There are all kinds of ways to avoid a genuine response to Jesus' question. Rote answers carved from creeds and catechesis are the most common. Playing it safe and refusing to answer for fear of what others will think is another common one. I answered on that day of vows, ". . . Jesus who is my Lord and Spouse" but in another situation I might as easily have responded, "You are the one who called me "little one" and who tried to coax me to drink a glass of milk in the hospital all those years ago when I was so very frightened"; and I might have continued, "you have been my elder Brother present at every bedside ever since, revealing the steadfast compassionate love of God to me." There are many other ways to answer Jesus' question in my own life. I call him Christ, and Lord, and Brother, but the content of those terms, consistent as they are with Tradition, is always partly my very own. So should all such answers to Jesus' question be, I think.

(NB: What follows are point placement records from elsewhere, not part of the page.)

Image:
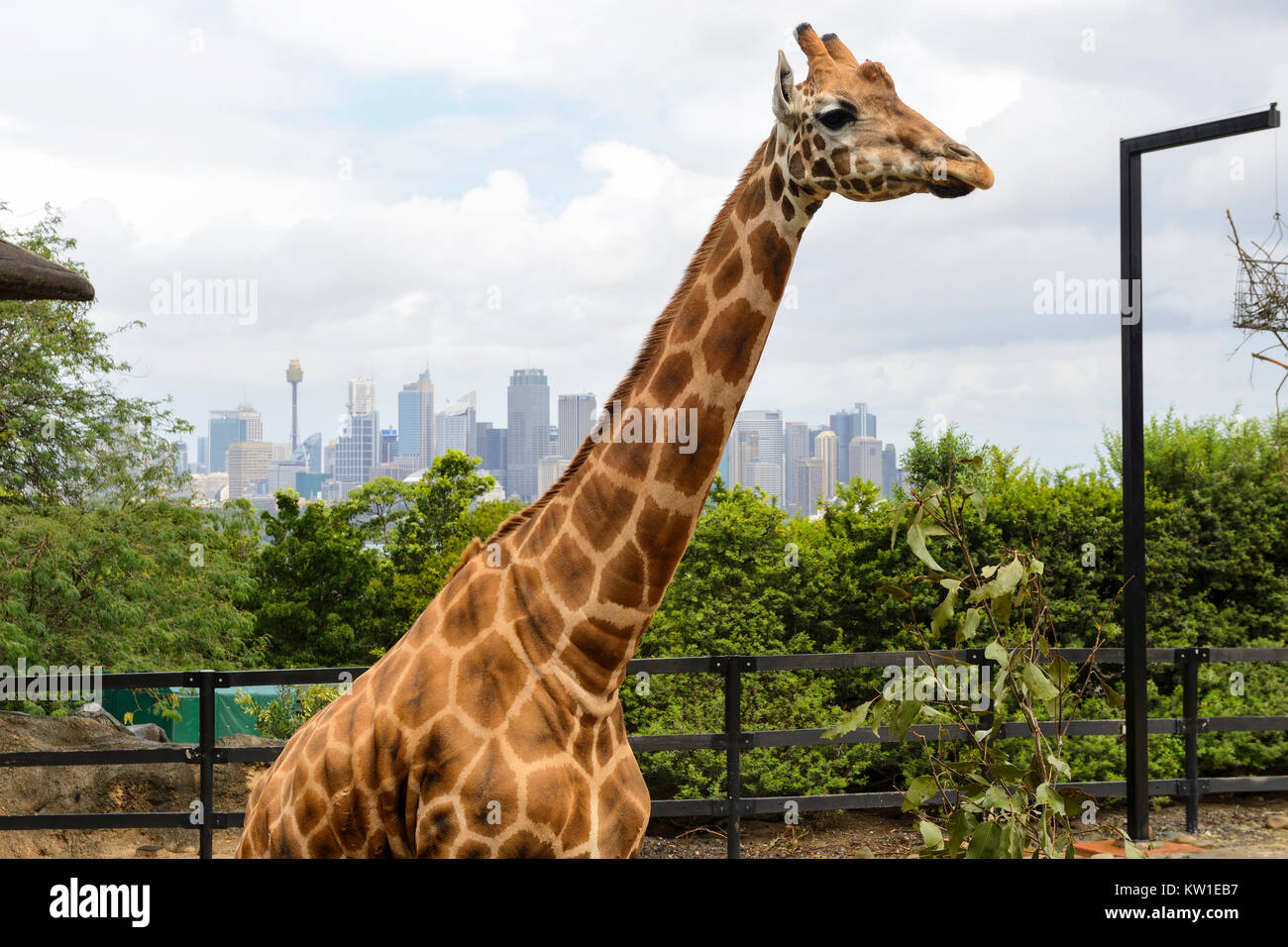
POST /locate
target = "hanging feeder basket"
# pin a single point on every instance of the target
(1260, 286)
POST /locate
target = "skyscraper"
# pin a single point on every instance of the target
(245, 424)
(866, 460)
(455, 428)
(576, 419)
(768, 427)
(248, 466)
(416, 420)
(357, 451)
(827, 450)
(492, 454)
(797, 446)
(294, 375)
(527, 432)
(889, 471)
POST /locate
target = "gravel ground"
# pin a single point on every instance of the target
(1229, 827)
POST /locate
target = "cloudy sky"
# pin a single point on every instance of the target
(487, 185)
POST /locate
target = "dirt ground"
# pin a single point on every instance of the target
(1229, 827)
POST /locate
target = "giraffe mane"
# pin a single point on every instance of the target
(652, 343)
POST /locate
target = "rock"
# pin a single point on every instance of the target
(94, 711)
(149, 731)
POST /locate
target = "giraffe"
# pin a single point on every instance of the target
(493, 728)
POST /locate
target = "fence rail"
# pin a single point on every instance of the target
(733, 738)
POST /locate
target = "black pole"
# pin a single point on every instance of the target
(206, 735)
(1133, 440)
(1190, 697)
(733, 753)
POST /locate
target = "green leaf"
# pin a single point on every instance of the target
(931, 835)
(1047, 795)
(905, 716)
(977, 501)
(986, 840)
(917, 544)
(1060, 766)
(944, 612)
(918, 791)
(1038, 684)
(896, 591)
(850, 722)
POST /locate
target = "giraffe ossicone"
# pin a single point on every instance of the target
(493, 728)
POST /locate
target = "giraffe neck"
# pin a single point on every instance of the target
(608, 536)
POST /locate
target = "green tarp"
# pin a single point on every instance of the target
(228, 716)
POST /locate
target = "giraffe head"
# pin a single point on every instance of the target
(848, 132)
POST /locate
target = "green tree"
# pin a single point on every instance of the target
(321, 599)
(65, 434)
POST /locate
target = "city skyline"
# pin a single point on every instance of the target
(764, 449)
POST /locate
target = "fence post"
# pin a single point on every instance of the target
(206, 718)
(733, 751)
(1189, 660)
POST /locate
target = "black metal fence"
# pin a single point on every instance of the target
(733, 740)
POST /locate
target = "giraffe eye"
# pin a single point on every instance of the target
(836, 119)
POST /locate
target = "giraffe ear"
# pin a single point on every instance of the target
(785, 91)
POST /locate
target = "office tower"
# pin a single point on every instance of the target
(248, 466)
(416, 420)
(294, 375)
(846, 427)
(492, 454)
(827, 450)
(576, 420)
(455, 428)
(889, 471)
(768, 428)
(527, 432)
(387, 446)
(809, 484)
(310, 453)
(797, 446)
(866, 423)
(282, 474)
(767, 474)
(746, 450)
(549, 470)
(362, 395)
(357, 450)
(231, 427)
(866, 462)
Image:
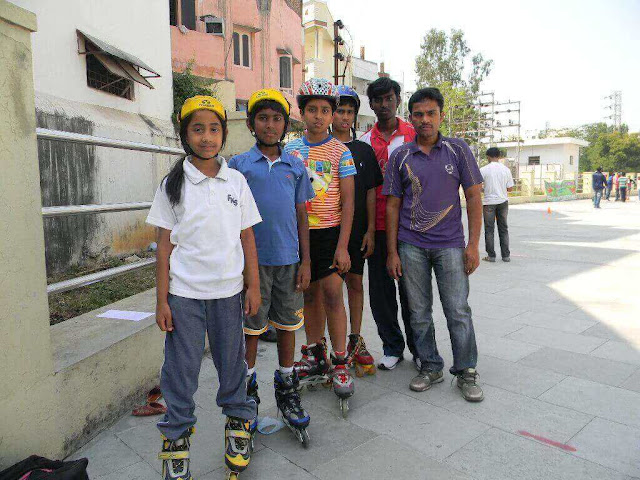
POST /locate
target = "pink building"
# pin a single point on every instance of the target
(243, 45)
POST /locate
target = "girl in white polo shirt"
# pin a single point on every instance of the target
(206, 256)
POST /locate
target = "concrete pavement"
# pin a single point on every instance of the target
(558, 333)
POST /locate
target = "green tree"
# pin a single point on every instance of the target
(445, 59)
(616, 151)
(446, 62)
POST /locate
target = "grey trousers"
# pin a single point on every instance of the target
(221, 320)
(496, 214)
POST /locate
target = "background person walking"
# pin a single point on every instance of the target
(598, 183)
(498, 181)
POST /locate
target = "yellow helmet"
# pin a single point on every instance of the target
(268, 94)
(202, 102)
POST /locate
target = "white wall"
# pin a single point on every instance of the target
(138, 27)
(76, 174)
(549, 155)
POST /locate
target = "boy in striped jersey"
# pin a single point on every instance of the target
(331, 169)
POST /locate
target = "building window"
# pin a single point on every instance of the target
(236, 48)
(173, 13)
(99, 77)
(242, 105)
(188, 11)
(285, 72)
(242, 49)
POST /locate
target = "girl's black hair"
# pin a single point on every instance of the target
(175, 178)
(346, 100)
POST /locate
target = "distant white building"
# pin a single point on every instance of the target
(364, 72)
(560, 155)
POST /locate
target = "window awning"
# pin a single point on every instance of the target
(287, 51)
(116, 61)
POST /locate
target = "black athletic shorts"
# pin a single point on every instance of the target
(322, 245)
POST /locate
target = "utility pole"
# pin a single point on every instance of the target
(615, 106)
(337, 56)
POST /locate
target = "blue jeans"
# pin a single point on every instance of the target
(597, 196)
(453, 286)
(220, 319)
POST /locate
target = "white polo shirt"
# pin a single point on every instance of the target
(497, 178)
(207, 261)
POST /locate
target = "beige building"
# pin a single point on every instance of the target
(318, 43)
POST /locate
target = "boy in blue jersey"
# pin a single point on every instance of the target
(281, 188)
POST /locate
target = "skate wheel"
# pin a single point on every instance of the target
(305, 439)
(344, 407)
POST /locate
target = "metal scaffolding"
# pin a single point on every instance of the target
(489, 122)
(615, 107)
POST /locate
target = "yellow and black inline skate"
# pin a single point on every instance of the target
(175, 457)
(238, 446)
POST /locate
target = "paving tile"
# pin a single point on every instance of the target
(101, 452)
(633, 382)
(554, 322)
(616, 404)
(505, 348)
(501, 455)
(493, 327)
(619, 351)
(536, 292)
(513, 412)
(611, 445)
(432, 430)
(207, 445)
(516, 378)
(621, 333)
(331, 437)
(478, 307)
(552, 338)
(380, 459)
(579, 365)
(137, 471)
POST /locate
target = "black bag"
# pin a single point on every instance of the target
(40, 468)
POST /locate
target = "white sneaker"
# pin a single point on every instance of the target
(389, 362)
(418, 363)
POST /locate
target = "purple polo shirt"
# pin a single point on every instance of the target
(430, 216)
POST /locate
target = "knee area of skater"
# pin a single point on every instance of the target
(354, 284)
(332, 300)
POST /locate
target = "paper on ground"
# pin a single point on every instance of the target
(125, 315)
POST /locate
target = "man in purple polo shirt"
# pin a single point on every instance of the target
(425, 234)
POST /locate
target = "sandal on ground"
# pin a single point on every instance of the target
(150, 409)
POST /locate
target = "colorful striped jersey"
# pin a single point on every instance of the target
(327, 162)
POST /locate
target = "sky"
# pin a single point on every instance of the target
(560, 58)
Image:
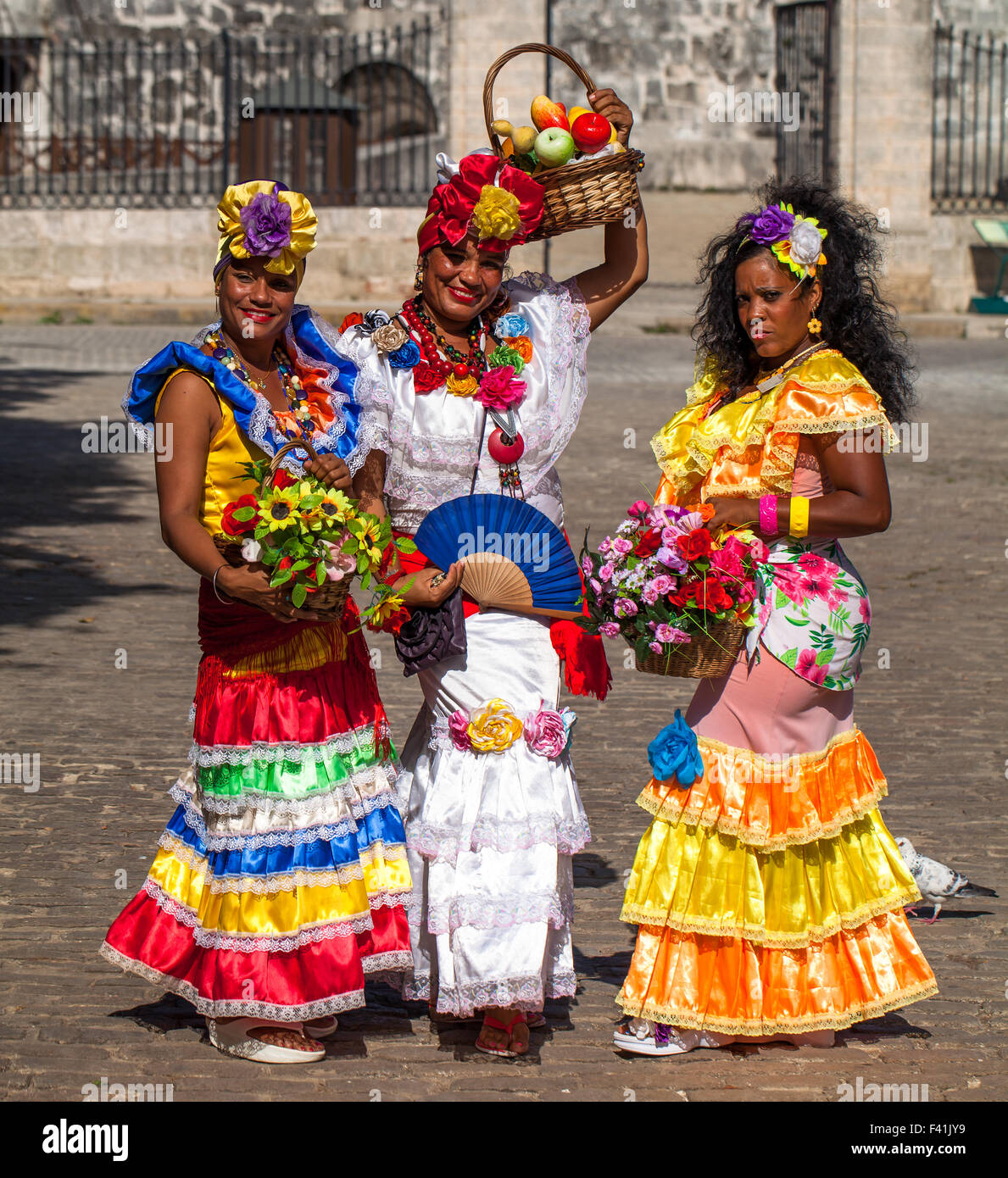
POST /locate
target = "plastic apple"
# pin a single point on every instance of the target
(554, 147)
(547, 114)
(591, 132)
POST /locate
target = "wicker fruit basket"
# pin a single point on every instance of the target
(576, 196)
(708, 656)
(331, 597)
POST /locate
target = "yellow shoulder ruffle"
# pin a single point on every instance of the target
(748, 447)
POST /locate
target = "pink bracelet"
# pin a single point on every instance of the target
(768, 515)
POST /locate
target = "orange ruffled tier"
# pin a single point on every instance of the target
(770, 894)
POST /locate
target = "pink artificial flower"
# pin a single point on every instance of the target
(498, 389)
(666, 633)
(459, 731)
(649, 592)
(727, 561)
(545, 733)
(809, 670)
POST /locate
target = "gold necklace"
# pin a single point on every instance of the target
(261, 384)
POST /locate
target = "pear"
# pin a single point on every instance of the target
(522, 139)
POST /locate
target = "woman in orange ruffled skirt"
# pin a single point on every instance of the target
(769, 893)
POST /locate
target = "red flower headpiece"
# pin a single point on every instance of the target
(450, 208)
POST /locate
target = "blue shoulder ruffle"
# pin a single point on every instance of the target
(253, 414)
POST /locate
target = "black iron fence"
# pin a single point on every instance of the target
(170, 120)
(805, 33)
(968, 159)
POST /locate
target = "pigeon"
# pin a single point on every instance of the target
(936, 881)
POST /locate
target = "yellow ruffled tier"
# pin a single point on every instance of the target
(731, 986)
(694, 879)
(773, 803)
(280, 906)
(746, 447)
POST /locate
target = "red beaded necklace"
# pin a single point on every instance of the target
(437, 356)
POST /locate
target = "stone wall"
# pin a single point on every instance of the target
(669, 61)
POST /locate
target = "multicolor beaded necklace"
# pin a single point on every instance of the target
(289, 381)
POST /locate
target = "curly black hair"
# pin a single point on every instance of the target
(856, 320)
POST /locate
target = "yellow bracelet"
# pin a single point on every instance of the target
(799, 515)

Peter apparently answers the question Jesus asks, and does so in the terms of personal experience and trust required: "You are the Christ", but when Jesus begins to redefine what being God's anointed one means in terms of suffering and death, Peter rebukes him and belies the authenticity of his own confession. Once again Divine reality conflicts with human theologizing --- and once again theologizing is estranged from the human heart and the trusting knowledge of faith. Peter even takes Jesus aside to instruct him in the truth of what the term Christ REALLY means (certainly not suffering and ignominious death!)! And Jesus' criticism is devastating: "Get behind me Satan. You are thinking not as God does, but as human beings do!" He might well have said, Get behind me pseudo-theologian! You are thinking like human beings do, but I need you to know me, and claim that knowledge in a different and more exhaustive way!

The challenge of this Gospel is the same as the challenge to Adam and Eve in the garden, viz, allow God to reveal himself on his own terms. Trust in that revelation. Live from it and for it. Spend some time answering Jesus' question for yourself. He knows who the Church says he is, and what textbooks in dogmatic theology claim and expound on, but who do YOU say that he is?